Les pistes d'action sont donc connues. C'est sur l'architecture de l'Union que je m'interroge. À mon sens, l'une de ses faiblesses tient au trop grand nombre de dérogations et d'exceptions consenties ; elles ont rendu la construction européenne incompréhensible. Je suis un farouche partisan de l'intégration différenciée, mais elle doit être organisée en deux cercles cohérents, trois au plus. C'est pourquoi je juge intéressante la proposition de M. Pisani-Ferry, même si elle est venue trop tôt : elle reprend l'idée chère à François Mitterrand d'une confédération autour d'un noyau d'États fédérés, avec la perspective d'organiser un cercle extérieur au nôtre.

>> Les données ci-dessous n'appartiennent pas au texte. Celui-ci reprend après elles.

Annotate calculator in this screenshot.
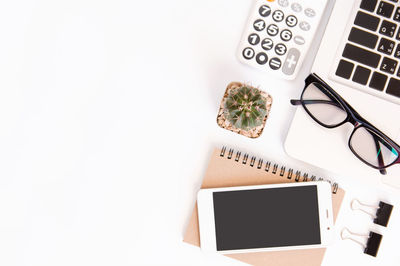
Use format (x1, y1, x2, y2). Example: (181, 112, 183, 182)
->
(237, 0, 328, 80)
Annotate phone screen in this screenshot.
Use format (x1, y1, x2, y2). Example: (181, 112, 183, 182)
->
(212, 185, 321, 251)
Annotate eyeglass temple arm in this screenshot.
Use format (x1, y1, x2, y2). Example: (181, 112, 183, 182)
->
(374, 136, 387, 175)
(290, 99, 342, 107)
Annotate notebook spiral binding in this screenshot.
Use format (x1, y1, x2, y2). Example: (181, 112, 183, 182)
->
(220, 146, 338, 194)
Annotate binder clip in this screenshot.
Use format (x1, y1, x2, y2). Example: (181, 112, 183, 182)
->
(341, 228, 382, 257)
(351, 199, 393, 227)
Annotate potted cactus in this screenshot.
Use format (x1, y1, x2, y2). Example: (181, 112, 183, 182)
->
(217, 82, 272, 138)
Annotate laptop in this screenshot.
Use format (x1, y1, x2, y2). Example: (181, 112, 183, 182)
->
(285, 0, 400, 189)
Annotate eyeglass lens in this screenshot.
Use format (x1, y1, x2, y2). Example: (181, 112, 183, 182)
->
(350, 126, 399, 168)
(302, 83, 347, 127)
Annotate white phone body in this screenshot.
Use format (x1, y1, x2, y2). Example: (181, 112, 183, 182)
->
(197, 182, 334, 254)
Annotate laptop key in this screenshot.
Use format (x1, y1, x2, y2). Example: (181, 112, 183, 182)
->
(353, 65, 371, 85)
(343, 43, 381, 68)
(349, 27, 378, 49)
(394, 7, 400, 21)
(369, 72, 388, 91)
(380, 57, 398, 74)
(336, 59, 354, 79)
(386, 78, 400, 98)
(378, 37, 395, 55)
(395, 44, 400, 58)
(354, 11, 380, 31)
(377, 1, 395, 18)
(379, 20, 397, 37)
(361, 0, 378, 12)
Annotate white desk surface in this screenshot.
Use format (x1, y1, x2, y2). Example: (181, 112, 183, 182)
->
(1, 0, 399, 265)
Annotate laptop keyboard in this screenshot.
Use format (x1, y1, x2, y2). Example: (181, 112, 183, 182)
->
(335, 0, 400, 99)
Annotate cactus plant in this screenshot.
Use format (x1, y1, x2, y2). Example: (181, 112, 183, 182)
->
(217, 82, 272, 138)
(225, 86, 267, 130)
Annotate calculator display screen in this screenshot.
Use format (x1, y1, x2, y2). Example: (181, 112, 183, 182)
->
(212, 185, 321, 251)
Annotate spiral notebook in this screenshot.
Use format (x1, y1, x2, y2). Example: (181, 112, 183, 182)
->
(184, 147, 345, 266)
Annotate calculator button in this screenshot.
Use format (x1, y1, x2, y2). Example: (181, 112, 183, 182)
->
(291, 3, 302, 12)
(336, 59, 355, 79)
(348, 27, 378, 49)
(386, 78, 400, 98)
(242, 47, 255, 60)
(272, 10, 285, 22)
(269, 57, 282, 70)
(267, 24, 279, 36)
(304, 8, 316, 18)
(259, 5, 272, 17)
(278, 0, 289, 7)
(248, 33, 260, 45)
(369, 71, 388, 91)
(254, 19, 266, 31)
(394, 7, 400, 21)
(380, 57, 398, 74)
(256, 52, 269, 65)
(378, 37, 395, 55)
(275, 43, 287, 55)
(282, 48, 300, 75)
(377, 1, 394, 18)
(286, 15, 298, 27)
(354, 11, 380, 31)
(343, 43, 381, 68)
(379, 20, 397, 37)
(294, 35, 305, 45)
(360, 0, 378, 12)
(261, 38, 274, 50)
(299, 21, 311, 31)
(394, 44, 400, 58)
(352, 65, 371, 85)
(280, 29, 293, 41)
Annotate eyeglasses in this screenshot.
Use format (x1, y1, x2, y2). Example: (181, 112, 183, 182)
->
(291, 73, 400, 175)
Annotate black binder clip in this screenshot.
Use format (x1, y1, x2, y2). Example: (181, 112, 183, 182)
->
(351, 199, 393, 227)
(341, 228, 382, 257)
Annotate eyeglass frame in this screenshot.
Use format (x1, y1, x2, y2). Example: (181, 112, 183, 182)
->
(290, 73, 400, 175)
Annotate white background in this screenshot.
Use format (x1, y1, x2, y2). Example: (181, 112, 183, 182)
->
(0, 0, 399, 265)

Une autre Europe pourrait être ainsi construite, composée de la zone euro, d'une Union européenne conçue comme un sas vers une union économique et monétaire véritablement intégrée, d'un cercle plus lâche de pays avec lesquels des accords commerciaux clairs pourraient être conclus. Ce cercle irait-il jusqu'à inclure la Turquie ? En tout cas, cette architecture serait plus claire et mieux compréhensible par les citoyens.
La nécessaire fermeté des Vingt-Sept à l'égard du Royaume-Uni doit persister : sinon, les populistes en tireront argument pour avancer que le choix du peuple n'est pas respecté ; mais, au Royaume-Uni, les partisans du maintien dans l'Union pensent encore que l'on pourra revenir sur cette décision. La fermeté est-elle unanimement partagée en Europe ? Elle me semble avoir quelques failles dans certains pays, où l'on attend les élections à venir en France et en Allemagne pour assouplir la position. Ce serait très dangereux pour notre crédibilité.